The villagers listened during the two pre-election sessions on community policing that the local police station had organised for them. In order to keep themselves safe, they set up a 50-person strong patrol unit who took it in turns to walk their community at night. When the committee heard that groups were wandering the country trying to stir up trouble, they decided they would let no outsiders in. They imposed a voluntary curfew by asking the area’s residents to stay in their homes as soon as evening fell. The chairman made his personal mobile number freely available so he could organise help whenever it was needed. “But we are all human, we are not perfect.” When there was trouble, the committee made sure the police knew about it. Miscreants were forwarded into the hands of the law.

It could have been so easy for the poor of Kibagare Village to loot the rich in South Loresho. “Poverty is something that drives people to only think about today, not the future. If you are hungry and someone pays you two hundred shillings to burn someone’s house you will do it.” Yet, the men of Kibagare Village chose for the future, not the today, and by doing so, they provide all of Kenya with a message of leadership by example. “If you tell people rules to keep all of you safe, you have to obey the rules yourself, even if you are a leader.”
What is the big secret for peace? Ongea, one of them says. Talk. Talk to your neighbours. Talk to people who live around you. Make connections. Find out who the leaders in neighbouring communities are and talk to them. Make your own networks. As a nation, we have a lot to learn from leaders like this. In a post-election Kenya, we find proud examples of leadership in a group of men in Kibagare Village. Men you can put your trust in, explain your concerns to and know you’ll be listened to.

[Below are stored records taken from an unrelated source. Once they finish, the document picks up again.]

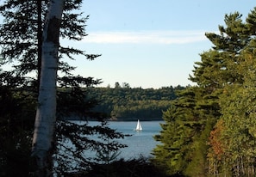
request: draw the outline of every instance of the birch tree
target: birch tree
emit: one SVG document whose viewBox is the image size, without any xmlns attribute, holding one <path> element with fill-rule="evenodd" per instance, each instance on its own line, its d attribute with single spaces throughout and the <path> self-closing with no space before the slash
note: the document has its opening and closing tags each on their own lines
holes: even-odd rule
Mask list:
<svg viewBox="0 0 256 177">
<path fill-rule="evenodd" d="M 65 0 L 52 0 L 43 30 L 42 61 L 32 156 L 37 176 L 51 176 L 56 121 L 56 81 L 59 36 Z"/>
</svg>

There once was a Kenya where people chose to live where they would. There still are pockets of Kenya, where people choose to live as they will, irrespective of where their neighbours come from, and willing to live in peace. Chagua Amani: that is what they have done, in these two villages. Choose Peace.
Dayo Forster is a novelist whose first book, Reading the Ceiling, was published in 2007. She lives in Nairobi where she also works part-time as a financial sector development consultant. She is a member of Concerned Kenyan Writers.